5. What are the formulas to calculate the volume of common 3D shapes?
The formula for volume varies depending on the shape of the object. For common regular solids, the formulas are:
- Cube: Volume = side × side × side = s³
- Cuboid: Volume = length × width × height = l × w × h
- Cylinder: Volume = π × radius² × height = πr²h
- Sphere: Volume = (4/3) × π × radius³ = (4/3)πr³
- Cone: Volume = (1/3) × π × radius² × height = (1/3)πr²h
6. How can you measure the volume of an irregular solid like a stone?
The volume of an irregular solid, which does not have a defined shape, can be measured using the water displacement method, based on Archimedes' Principle. You fill a measuring cylinder with a known amount of water, record the initial volume, and then completely submerge the irregular object in it. The water level will rise. The difference between the final water level and the initial water level gives the volume of the submerged object.
7. Can a two-dimensional shape like a square have a volume?
No, a two-dimensional (2D) shape like a square or a circle cannot have a volume. Volume is a property that exists only in three dimensions (length, width, and height). A 2D shape only has two dimensions (length and width) and therefore possesses area, not volume. It is a flat plane with zero height or thickness.

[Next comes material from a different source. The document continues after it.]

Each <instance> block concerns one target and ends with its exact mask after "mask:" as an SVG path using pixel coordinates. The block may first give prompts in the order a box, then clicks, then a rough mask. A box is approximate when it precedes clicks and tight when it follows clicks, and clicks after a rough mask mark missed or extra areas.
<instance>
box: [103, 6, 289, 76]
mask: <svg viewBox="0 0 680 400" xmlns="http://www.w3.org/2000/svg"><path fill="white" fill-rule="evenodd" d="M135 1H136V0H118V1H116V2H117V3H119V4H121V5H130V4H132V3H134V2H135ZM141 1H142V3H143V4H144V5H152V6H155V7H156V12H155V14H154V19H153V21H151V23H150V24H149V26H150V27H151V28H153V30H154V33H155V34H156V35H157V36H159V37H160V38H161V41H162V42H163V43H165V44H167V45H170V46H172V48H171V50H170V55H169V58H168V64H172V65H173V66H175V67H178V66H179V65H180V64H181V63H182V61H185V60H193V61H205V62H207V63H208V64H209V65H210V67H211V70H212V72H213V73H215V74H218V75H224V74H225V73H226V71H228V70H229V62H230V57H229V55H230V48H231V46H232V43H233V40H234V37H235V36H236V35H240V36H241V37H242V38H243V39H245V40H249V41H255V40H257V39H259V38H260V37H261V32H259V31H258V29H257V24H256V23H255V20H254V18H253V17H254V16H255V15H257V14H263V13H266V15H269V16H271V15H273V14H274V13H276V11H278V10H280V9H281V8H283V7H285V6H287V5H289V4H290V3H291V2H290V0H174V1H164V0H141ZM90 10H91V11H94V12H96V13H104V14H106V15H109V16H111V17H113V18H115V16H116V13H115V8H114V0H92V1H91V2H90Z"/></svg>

8. How is the concept of volume used in real life?
The concept of volume is essential in many real-life situations. For example:
- Cooking and Baking: Measuring ingredients like milk, water, or oil in millilitres or cups.
- Construction: Calculating the amount of concrete needed for a foundation or the amount of soil to be removed for an excavation.
- Shipping: Determining the space a package will occupy in a truck or container, which often affects shipping costs.
- Medicine: Measuring the dosage of liquid medicines accurately.